I can’t imagine the holidays without drinking this Authentic Coquito! While US mainlanders have eggnog, Puerto Ricans have a coconut version made with coconut cream, coconut milk, cinnamon, nutmeg, and LOTS of white rum. It’s creamy, dreamy, strong and definitely a staple for the holiday season.
How to Make the BEST Coquito
In my opinion the best authentic coquito is all about BALANCE! Ideally, you want a smooth, creamy drink that isn’t too strong OR too sweet. The perfect happy medium. You also DON’T want a coquito that is super thick.
I find the best results with the perfect ratio of these ingredients:
- Cream of Coconut/ Crema de Coco*
- Evaporated Milk
- Sweetened Condensed Milk
- White rum
- And lastly no eggs
If you can’t find cream of coconut, then you may substitute with coconut milk. It has a similar amount of sweetness and coconut flavor, with slightly less thickness.
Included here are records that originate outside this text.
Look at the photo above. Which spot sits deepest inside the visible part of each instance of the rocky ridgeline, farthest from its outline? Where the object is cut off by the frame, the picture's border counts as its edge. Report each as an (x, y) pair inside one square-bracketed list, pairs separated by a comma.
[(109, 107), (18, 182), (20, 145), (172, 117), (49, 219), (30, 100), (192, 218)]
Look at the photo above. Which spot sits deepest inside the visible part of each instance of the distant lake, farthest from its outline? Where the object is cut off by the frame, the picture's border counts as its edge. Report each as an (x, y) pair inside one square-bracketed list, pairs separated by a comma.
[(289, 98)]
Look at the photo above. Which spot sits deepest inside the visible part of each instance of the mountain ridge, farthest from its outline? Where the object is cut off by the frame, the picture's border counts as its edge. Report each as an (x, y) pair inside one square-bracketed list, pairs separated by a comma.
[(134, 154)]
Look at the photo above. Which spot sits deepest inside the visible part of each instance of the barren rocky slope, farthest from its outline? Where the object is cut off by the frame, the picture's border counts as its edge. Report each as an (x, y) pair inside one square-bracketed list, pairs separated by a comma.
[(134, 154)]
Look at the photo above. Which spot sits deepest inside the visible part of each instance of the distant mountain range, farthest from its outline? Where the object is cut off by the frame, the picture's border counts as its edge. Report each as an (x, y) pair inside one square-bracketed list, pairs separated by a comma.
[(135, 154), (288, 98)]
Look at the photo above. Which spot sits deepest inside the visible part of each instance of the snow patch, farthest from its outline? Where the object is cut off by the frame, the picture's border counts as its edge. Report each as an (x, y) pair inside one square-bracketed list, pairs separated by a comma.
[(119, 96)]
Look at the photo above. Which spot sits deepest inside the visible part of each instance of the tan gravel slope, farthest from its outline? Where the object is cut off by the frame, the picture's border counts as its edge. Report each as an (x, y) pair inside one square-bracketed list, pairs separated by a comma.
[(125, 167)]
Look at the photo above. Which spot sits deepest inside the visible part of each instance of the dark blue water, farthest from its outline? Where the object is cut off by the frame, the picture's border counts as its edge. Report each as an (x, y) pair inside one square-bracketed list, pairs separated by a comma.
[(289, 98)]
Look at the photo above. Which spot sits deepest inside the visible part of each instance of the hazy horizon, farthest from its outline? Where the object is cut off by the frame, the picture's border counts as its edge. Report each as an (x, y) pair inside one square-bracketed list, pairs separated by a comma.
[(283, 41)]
The biggest observation with other coquito recipes is that they sometimes use BOTH coconut cream and coconut milk. I find those 2 ingredients with the addition of sweetened condensed milk to be too sweet. I believe coconut cream and coconut milk should be used interchangeable.
Does Coquito Have Eggs?
Ah the great debate! Like all good recipes, Puerto Ricans have long debated whether coquito should have eggs yolks or none. Growing up, my family always made coquito with eggs. However, over time I began to love the taste and texture of coquito without eggs.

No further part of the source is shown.